Study of Front Line Pembrolizumab and Valemetostat in PD-L1 Positive, HPV-Negative Recurrent/Metastatic Squamous Cell Carcinoma (SCC) of the Head and Neck: The PANTHERAS

NCT05879484 | Withdrawn Phase 1 FDA Drug

• 2 other identifiers: 10001545001545-C
• Study Type: interventional
• Target: N/A
• Locations: 1 country
• Sites: 1

Brief Summary

Background: Head and neck squamous cell carcinoma (HNSCC) is the 6th most common cancer worldwide. These cancers have different causes, with smoking/tobacco exposure and human papilloma virus infection being the most common. . When HNSCC occurs in people who are not infected with HPV, the cancers are more likely to return after treatment; when this happens, overall survival is only about 10 months, thus better treatments are needed. Objective: To test a combination treatment using 2 drugs (valemetostat and pembrolizumab) in people with HNSCC. Phase 1b of the study will determine a recommended dose of the 2 drugs and evaluate how safe the combination is.; this will include patients with HPV-positive and HPV-negative HNSCC, as well as squamous cell NSCLC that have progressed on anti-PD-1/anti-PD-L1 therapies.Phase II will determine how effective the combination is and will focus on patients with HPV-negative HNSCC. Eligibility: People aged 18 years and older with HPV-negative HNSCC, sinonasal carcinoma of the head and neck, or squamous non-small cell lung cancer (NSCLC). Design: Participants will be screened. They will have a physical exam. They will have blood and urine tests and tests of their heart function. They will have imaging scans. They may have a biopsy: A small sample of tissue will be removed from the tumor. Treatment will be given in 21-day cycles. Pembrolizumab is administered through a tube attached to a needle inserted into a vein in the arm. Participants will receive pembrolizumab on the first day of each cycle. Valemetostat is a tablet taken by mouth. Participants will take the tablet once a day at home. They will record the date and time of each dose in a diary. They will also write down any adverse effects they experience.
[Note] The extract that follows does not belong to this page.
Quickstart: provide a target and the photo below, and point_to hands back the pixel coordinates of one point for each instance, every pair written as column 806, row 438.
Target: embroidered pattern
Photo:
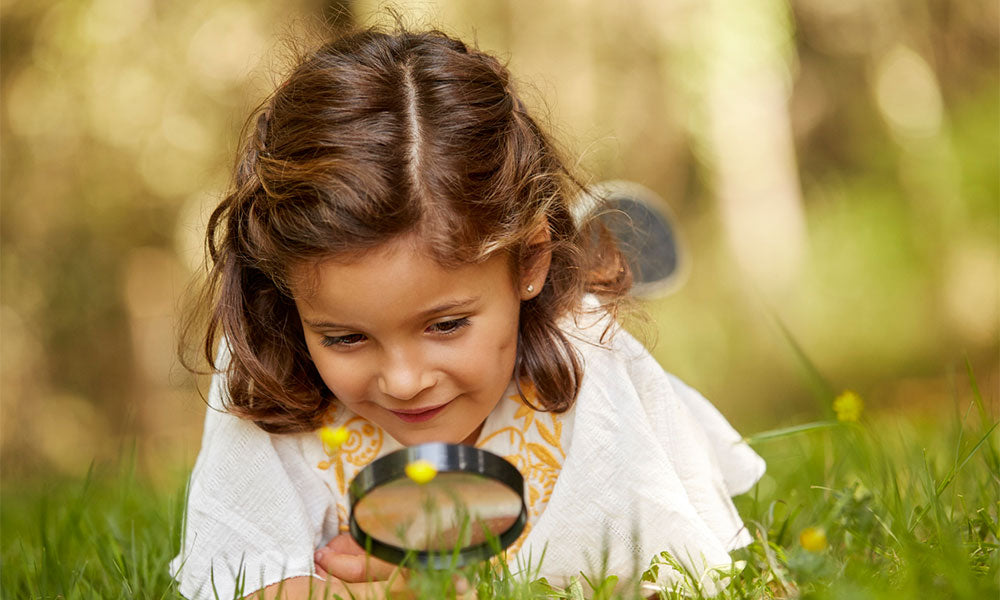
column 537, row 453
column 364, row 442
Participants may remain in the study up to 2 years.

Conditions

Sinonasal Cancer; Squamous Non-small Cell Lung Cancer; Lung Cancer; Head and Neck Squamous Cell Carcinoma; Head and Neck Carcnimona; Head and Neck Cancer

Keywords

Pd-L1 Inhibitor; Valemetostat + pembrolizumab; Pembrolizumab; Valemetostat

Outcome Measures

Primary Outcomes (3)

• Phase II: Disease control rate (DCR)

  Best confirmed response in participants with PD-L1 positive (CPS \>=1), HPV-negative relapsing/metatstic HNSCC treated with valemetostat and pembrolizumab compared to historical controls with pembrolizumab alone, by CT scan and brain MRI (PR+CR+SD)

  Study start until progression or 2 years after treatment initiation

• Phase Ib: Safety of valemetostat in combination with pembrolizumab

  Any toxicities that occur during timeframe.

  Study start-30 days after last dose of study agents

• Phase Ib: Recommended phase II dose (RP2D) of valemetostat in combination with pembrolizumab

  Number of dose limiting toxicities (DLTs) that occur within the DLT period will determine RP2D.

  42 days

Secondary Outcomes (7)

• Pharmacokinetics of valemetostat in combination with pembrolizumab

  Phase Ib: C1D1, C1D8, C1D15, and C2D1Phase II: C0D1, C1D1, C1D8, C1D15, and C2D1

• Overall survival (OS) in participants treated with valemetostat and pembrolizumab compared to historical controls with pembrolizumab alone

  Study start until progression or 2 years after treatment initiation.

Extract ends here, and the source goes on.